Friday, December 19, 2014

"Excuse me, sir...!" (Beggars)


Beggars in the USA use different tactics than in other countries.  For the most part, these folks are not "needy" and in fact may be dangerous.

Traveling by car can be tiring, and when you enter a gas station, well, you can be vulnerable.   All your valuables are in your car - maybe your wallet, cell phone, camera, and the like.   You are tired, disoriented and distracted.

You try to pump gas, but the gas pump wants you to "log in" and determine whether you want a car wash, a soda pop,  or a gas additive - and then asks for your zip code, your frequent fueler card, and a host of other nonsense, before it will dispense gas (when did that happen and why did we allow it?).   You are distracted, and then someone comes up right behind you and says, right in your ear, "Excuse me, sir!"

You jump about ten feet.  Why do they do shit like that?  To disorient you.  Perhaps distract you.   They want money, of course.   Either by taking it, or having you give it to them.  And they have a long-winded story about a blown alternator or needing a gallon of gas to get back to the Army base or whatever.

The reality is, they are professional beggars.  They go around with these "stories" and try to get you to give them money.  They usually have props, too.  The empty gas can is a good one for the "I'm in the Army and they'll say I'm AWOL if I don't get back to base soon!  Can you spare me a few bucks for gas?" rigamarole.

Babies and children - preferably dirt-smeared - are helpful and in 3rd world countries, people actually rent them so they can beg.

Of course, the cardboard sign "Just Evicted" is always useful - particularly if no one questions why the sign looks so worn, even though you are "Just Evicted".

Locals, of course, see the same beggars on the same street corners for months or years at a time, and understand they are not "just evicted" or just anything.  They are professional beggars, usually drug addicts, and what they want is money to buy beer and drugs.

I had a funny one the other day.  The Ghetto Shell station is tied into the Winn-Dixie gas promotion, so to get 50 cents off a gallon, after buying hundreds of dollars of groceries (they throw pennies at us, hoping we spend dollars!)  I go there to get gas.

A lady driving a Lexus, wearing much nicer clothes than I have, with a very nice hair-do with very expensive extensions, drives up and asks me, "Can you help a lady in need?" - she talks softly, so I have to walk to her car to hear her.  I tell her (truthfully) that I don't have any cash.

By the way, make sure your car is locked when you pump gas - people do this to distract you, while an accomplice loots your car.

I assumed, since she was driving a nicer car than mine, wearing nicer clothes - and did I mention her perfect nails? - that she just wanted directions.  It floored me that she was begging for money - in a Lexus!

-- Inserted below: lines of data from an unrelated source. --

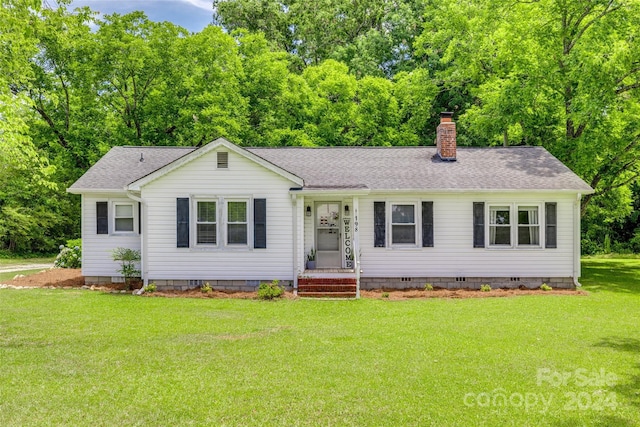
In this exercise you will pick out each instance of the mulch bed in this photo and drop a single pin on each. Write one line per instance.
(72, 278)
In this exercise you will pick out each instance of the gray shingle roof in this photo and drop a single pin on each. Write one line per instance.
(375, 168)
(121, 166)
(419, 168)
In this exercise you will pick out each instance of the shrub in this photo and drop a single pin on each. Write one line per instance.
(69, 256)
(269, 291)
(128, 259)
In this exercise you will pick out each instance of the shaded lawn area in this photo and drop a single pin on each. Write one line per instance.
(83, 358)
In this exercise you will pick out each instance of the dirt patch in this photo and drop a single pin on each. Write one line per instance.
(72, 278)
(58, 277)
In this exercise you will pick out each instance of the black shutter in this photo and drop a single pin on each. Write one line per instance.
(478, 224)
(427, 224)
(102, 217)
(379, 224)
(182, 215)
(551, 233)
(260, 223)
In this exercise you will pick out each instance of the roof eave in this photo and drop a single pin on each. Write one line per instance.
(95, 190)
(330, 191)
(138, 184)
(484, 190)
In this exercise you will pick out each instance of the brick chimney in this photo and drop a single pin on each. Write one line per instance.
(446, 137)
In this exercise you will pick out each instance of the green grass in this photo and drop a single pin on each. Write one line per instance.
(22, 261)
(10, 275)
(71, 357)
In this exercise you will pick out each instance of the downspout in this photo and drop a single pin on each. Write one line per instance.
(294, 210)
(143, 240)
(576, 241)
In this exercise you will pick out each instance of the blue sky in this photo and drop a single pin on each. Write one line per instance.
(193, 15)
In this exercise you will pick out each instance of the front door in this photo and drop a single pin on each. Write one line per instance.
(328, 235)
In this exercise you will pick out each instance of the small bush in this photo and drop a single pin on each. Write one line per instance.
(69, 256)
(128, 258)
(269, 291)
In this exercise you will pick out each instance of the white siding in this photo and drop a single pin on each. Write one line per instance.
(200, 178)
(453, 254)
(96, 248)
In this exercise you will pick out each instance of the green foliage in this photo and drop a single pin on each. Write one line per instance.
(128, 259)
(269, 291)
(69, 256)
(561, 74)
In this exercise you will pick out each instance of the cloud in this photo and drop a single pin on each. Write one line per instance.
(201, 4)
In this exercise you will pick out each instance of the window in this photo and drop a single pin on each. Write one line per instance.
(237, 223)
(500, 225)
(206, 223)
(528, 226)
(223, 160)
(403, 224)
(513, 224)
(123, 217)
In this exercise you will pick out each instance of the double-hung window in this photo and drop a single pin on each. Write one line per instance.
(528, 226)
(403, 224)
(123, 217)
(206, 223)
(237, 222)
(500, 225)
(519, 224)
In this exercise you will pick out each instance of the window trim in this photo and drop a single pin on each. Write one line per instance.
(195, 201)
(417, 209)
(133, 217)
(514, 225)
(222, 239)
(222, 160)
(248, 220)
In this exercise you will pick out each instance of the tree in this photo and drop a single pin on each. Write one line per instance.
(373, 38)
(560, 73)
(24, 175)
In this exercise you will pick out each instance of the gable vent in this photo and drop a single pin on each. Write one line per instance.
(223, 160)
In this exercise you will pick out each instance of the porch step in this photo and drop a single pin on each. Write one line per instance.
(322, 287)
(327, 294)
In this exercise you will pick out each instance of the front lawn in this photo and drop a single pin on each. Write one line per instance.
(78, 357)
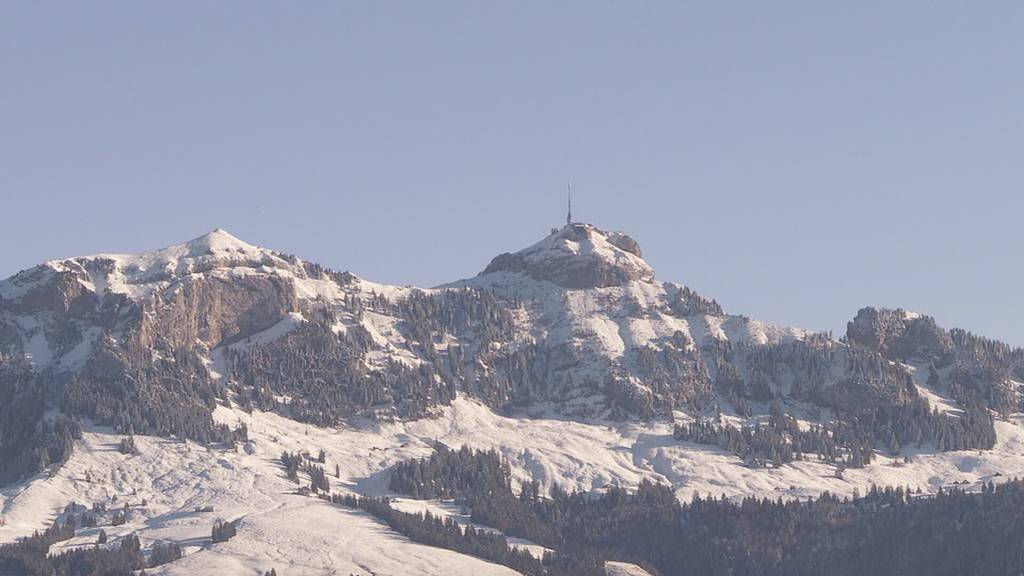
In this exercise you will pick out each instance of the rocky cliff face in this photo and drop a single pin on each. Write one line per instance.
(577, 324)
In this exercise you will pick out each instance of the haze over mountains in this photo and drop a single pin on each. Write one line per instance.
(568, 357)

When I said, "no" - she drove to the other pumps to ask other patrons.   Apparently, begging is a drive-by sport now.   Or was she selling something?   I doubt the latter, as she did not seem to be a prostitute.  She was too nicely dressed for that.

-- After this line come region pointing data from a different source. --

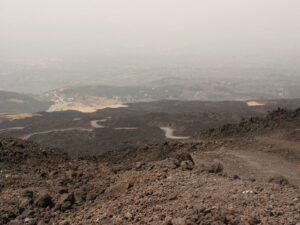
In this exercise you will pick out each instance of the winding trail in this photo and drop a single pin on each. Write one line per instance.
(169, 133)
(11, 128)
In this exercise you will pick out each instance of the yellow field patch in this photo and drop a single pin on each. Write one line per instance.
(18, 116)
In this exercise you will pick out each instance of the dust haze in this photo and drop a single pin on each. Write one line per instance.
(53, 43)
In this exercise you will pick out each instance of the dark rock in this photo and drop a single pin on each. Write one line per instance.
(44, 200)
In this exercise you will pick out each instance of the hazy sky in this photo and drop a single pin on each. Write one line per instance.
(254, 33)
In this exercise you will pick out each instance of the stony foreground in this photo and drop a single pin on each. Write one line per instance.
(162, 183)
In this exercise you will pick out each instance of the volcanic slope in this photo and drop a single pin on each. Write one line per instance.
(168, 183)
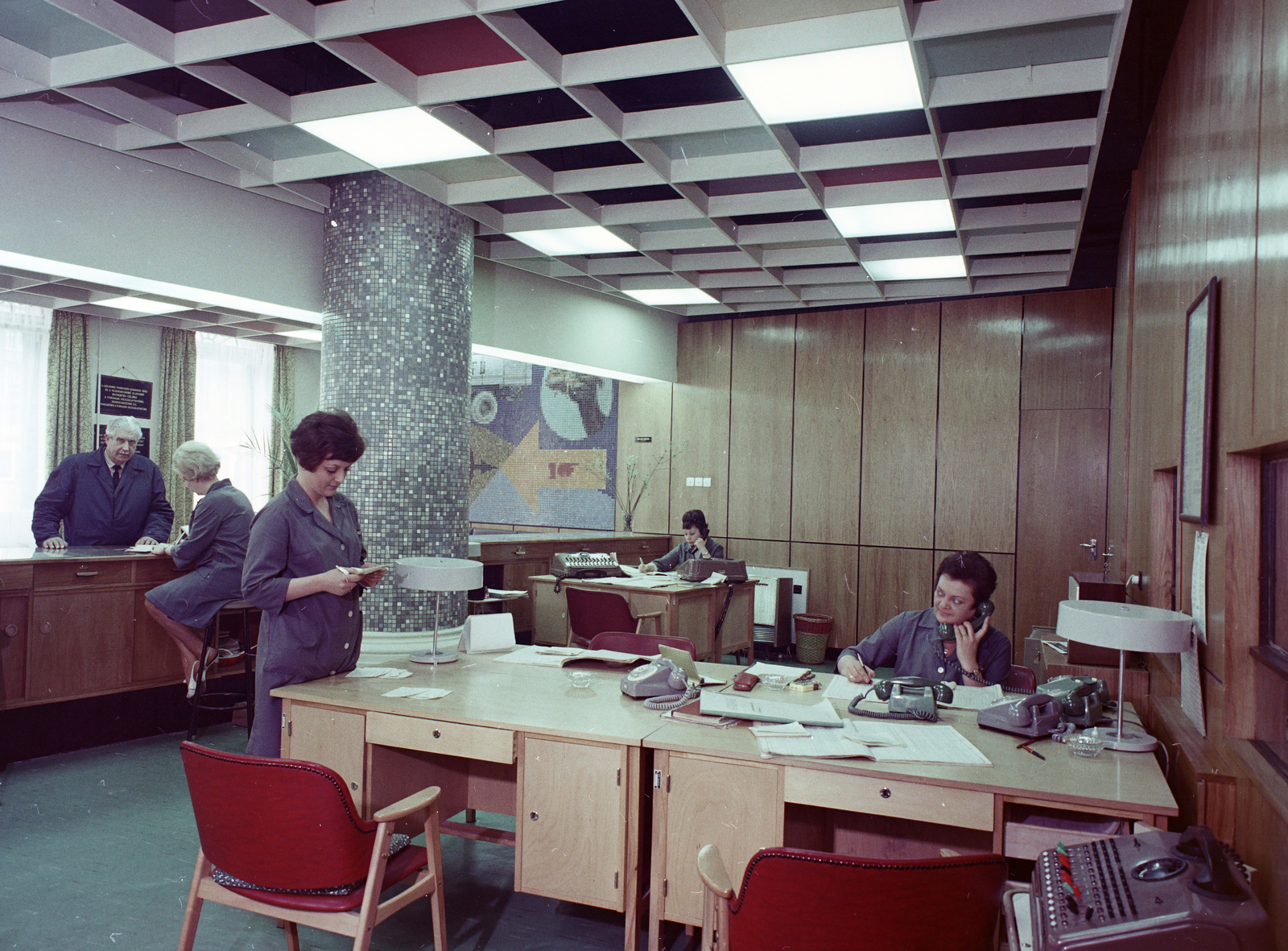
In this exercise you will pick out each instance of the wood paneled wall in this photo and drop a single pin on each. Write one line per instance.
(866, 444)
(1208, 200)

But it is funny - begging is a big deal for a lot of folks - and many engage in it as a pastime.  Going to the store?  Beg.  Going to the gas station?  Beg.   Wherever you go - Beg.   Someone might give you a dollar, or two, or more.   It adds up, in a perverse sort of way - and if you put that money into savings (instead of crack) wow - you'd could be rich.   But I think most are investing in other things......

How do you handle these sort of folks?   Don't engage them at all.   As soon as you say, "What?" in response to "Excuse me, sir!" you will get the whole "story" and the beggar won't leave you alone until you hand over some cash.  They can get aggressive and even violent.

And often they work in pairs.  One distracts you while the other walks around to the other side of your car, opens the door and takes whatever is in sight.

Sorry, but this sort of thing makes me lose what little sympathy I have for beggars.   Many of these people are not needy or homeless, but just trying to prey upon the ignorance of others - as well as the need some people have to show they are better than everyone else by "caring about the homeless" by aggressively panhandling.   And aggressive they get - oftentimes a panhandling plea can escalate into an assault, particularly if the panhandler is mentally ill or on drugs (which is often the case).  Laws have been passed regulating panhandling as a result of such incidents in places like Key West or Washington DC.

These sort of panhandlers are like the American version of Gypsies.  They seem harmless enough..... at first.